Реджинальд ехал впереди, хотя я бы скорее предпочла занять его место. Уж мне-то было известно — лесные нападают всегда сзади, бесшумно и безжалостно.
Обычно в таких случаях можно хотя бы сказать «а вот начиналось всё совсем иначе…». К счастью, или к сожалению, в нашем случае всё начиналось не менее ужасно.
— Я не поеду через этот лес! — категорично заявила я, пока мой конь переминался с ноги на ногу от холода.
— Ника, повторяю в десятый раз, другой дороги просто нет! — уже начинал злиться Реджинальд. Русые волосы в этот раз были стянуты купленным на ярмарке ремешком.
— Редж, этот лес болен, неужели ты не видишь?!
Мужчина покачал головой:
— У нас нет другого выбора.

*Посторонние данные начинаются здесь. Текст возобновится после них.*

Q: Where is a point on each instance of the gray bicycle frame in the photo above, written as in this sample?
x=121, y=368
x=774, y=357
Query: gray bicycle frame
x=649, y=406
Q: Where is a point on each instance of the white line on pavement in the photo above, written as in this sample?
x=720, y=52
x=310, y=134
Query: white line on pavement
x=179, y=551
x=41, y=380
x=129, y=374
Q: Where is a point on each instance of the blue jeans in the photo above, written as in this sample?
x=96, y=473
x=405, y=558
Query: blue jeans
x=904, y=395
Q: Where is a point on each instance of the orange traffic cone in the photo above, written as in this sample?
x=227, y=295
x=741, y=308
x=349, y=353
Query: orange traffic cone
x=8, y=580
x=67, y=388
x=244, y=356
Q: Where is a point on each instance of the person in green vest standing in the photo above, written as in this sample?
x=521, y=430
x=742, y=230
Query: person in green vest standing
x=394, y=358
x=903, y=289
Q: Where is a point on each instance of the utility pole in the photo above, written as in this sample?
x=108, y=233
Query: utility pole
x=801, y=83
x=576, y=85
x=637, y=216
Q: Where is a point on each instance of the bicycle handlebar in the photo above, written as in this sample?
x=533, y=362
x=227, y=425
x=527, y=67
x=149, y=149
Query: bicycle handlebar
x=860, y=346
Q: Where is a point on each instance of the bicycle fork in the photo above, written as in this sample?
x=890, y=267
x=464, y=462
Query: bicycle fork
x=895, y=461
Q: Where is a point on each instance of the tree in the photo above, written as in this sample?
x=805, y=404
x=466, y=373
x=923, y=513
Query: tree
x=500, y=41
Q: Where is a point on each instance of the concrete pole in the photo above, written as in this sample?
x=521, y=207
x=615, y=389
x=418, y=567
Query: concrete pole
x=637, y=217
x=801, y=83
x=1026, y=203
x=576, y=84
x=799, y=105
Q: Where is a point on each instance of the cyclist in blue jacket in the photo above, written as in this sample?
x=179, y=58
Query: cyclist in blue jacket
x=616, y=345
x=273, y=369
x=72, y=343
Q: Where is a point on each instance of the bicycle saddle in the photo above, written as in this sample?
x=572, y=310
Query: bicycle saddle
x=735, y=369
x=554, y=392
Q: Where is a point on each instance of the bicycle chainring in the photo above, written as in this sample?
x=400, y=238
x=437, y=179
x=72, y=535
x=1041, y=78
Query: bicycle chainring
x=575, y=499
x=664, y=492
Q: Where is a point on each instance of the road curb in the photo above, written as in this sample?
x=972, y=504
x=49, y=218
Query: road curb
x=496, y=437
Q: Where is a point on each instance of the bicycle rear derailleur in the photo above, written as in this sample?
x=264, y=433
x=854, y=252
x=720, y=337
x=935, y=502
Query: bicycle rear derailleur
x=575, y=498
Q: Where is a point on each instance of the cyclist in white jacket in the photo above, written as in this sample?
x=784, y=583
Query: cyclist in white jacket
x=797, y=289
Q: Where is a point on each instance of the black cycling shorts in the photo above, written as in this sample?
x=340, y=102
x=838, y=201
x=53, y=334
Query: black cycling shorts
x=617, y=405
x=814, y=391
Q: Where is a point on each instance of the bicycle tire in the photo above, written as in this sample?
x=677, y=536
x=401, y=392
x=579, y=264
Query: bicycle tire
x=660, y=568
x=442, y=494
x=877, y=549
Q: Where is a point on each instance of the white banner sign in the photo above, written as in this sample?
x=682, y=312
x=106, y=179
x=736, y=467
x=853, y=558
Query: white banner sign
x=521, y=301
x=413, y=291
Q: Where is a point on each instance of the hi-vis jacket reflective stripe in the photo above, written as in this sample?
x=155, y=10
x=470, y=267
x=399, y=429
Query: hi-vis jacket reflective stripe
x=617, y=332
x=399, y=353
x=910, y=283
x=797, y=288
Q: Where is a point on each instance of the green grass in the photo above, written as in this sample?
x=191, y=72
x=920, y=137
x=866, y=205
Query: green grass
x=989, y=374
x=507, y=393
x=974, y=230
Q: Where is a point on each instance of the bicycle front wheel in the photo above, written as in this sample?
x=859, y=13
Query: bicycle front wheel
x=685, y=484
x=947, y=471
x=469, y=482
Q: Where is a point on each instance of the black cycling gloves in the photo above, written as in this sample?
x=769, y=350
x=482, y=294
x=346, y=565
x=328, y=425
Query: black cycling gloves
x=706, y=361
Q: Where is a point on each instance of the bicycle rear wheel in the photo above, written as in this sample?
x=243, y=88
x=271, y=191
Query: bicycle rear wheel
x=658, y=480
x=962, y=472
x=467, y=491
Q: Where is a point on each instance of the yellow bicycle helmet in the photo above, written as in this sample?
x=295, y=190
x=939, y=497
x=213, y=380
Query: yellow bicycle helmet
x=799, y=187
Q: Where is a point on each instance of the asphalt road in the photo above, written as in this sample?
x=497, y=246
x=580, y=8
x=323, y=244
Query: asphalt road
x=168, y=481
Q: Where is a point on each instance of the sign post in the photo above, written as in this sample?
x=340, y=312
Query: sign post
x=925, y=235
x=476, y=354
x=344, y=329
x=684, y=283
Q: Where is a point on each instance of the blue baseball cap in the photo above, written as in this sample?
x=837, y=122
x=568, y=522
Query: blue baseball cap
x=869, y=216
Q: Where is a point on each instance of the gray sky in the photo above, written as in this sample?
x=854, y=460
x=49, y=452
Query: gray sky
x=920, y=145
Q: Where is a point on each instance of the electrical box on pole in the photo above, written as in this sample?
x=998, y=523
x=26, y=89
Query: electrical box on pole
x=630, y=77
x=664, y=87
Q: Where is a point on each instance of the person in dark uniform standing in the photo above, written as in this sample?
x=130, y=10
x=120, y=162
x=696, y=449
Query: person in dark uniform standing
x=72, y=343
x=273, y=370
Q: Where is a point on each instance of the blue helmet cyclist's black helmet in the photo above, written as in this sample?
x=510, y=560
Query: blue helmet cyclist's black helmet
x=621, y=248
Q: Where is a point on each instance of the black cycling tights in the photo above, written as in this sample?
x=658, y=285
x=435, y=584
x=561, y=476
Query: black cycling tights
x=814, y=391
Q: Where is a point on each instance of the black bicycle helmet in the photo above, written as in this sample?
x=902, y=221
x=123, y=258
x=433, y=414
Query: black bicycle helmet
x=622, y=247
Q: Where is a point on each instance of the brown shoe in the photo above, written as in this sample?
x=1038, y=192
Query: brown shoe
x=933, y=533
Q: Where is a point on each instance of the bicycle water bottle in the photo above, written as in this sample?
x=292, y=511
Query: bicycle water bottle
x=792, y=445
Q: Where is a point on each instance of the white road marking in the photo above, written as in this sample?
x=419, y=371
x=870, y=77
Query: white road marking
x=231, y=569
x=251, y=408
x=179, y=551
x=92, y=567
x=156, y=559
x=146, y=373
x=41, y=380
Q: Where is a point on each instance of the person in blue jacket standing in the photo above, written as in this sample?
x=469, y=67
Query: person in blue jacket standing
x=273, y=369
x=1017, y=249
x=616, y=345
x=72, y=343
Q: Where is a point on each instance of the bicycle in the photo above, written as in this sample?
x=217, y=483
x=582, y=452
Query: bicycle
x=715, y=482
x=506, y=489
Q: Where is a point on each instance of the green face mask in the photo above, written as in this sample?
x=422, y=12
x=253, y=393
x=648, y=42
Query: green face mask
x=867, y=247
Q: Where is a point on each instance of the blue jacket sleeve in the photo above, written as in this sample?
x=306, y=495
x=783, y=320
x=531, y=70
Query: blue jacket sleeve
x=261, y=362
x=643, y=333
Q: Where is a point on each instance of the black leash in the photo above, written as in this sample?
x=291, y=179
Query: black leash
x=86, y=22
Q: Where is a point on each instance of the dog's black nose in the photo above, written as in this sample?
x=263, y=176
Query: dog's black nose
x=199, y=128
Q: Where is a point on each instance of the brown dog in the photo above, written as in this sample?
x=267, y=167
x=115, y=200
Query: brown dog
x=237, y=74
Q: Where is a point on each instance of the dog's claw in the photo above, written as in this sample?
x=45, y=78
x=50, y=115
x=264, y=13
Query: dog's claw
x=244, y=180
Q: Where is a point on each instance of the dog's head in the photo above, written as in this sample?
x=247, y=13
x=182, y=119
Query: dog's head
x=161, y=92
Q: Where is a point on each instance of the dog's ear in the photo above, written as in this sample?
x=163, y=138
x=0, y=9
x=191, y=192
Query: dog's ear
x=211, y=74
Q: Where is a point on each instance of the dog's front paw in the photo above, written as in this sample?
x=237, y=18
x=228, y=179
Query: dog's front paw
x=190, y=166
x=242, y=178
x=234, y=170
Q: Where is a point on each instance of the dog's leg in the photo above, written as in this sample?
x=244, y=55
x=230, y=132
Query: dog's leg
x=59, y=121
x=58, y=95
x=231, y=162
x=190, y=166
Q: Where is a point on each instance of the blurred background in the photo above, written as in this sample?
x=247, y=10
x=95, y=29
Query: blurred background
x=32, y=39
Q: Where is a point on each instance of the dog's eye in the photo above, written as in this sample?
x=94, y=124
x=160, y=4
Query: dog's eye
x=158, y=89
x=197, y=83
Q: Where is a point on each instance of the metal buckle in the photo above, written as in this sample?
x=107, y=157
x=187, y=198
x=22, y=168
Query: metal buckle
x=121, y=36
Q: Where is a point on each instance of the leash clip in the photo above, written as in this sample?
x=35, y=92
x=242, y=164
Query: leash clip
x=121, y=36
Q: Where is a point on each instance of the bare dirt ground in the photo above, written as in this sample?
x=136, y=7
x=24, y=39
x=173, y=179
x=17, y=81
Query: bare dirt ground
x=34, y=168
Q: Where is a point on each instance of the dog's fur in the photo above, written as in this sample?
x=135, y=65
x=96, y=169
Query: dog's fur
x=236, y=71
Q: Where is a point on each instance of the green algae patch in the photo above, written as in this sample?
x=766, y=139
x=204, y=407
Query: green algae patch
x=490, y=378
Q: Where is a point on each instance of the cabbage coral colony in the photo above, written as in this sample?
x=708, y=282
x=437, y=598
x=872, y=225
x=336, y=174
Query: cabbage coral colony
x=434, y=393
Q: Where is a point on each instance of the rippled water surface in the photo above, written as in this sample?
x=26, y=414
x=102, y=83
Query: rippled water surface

Мы должны прибыть к отцу через неделю — если срежем через этот лес, сможем вовремя нанять летающего ящера, пока их не разобрали.
Реджинальд говорил мягко, не в своей обычной категоричной манере. И не мудрено — после встречи с тем мальчиком, Никифором, я рыдала в мешок с провиантом две ночи подряд, после чего Редж отобрал у меня его, заявив, что не может уже есть соленый хлеб, докопался до истины, и устроил мне беседу часа на два. А на следующий день перестал отпускать ехидные и резкие фразочки по отношению ко мне.
Это к слову о пользе женских слез и об их воздействии на человеческих мужчин. На болоте-то хоть плачь, хоть не плачь, всяко в воде незаметно.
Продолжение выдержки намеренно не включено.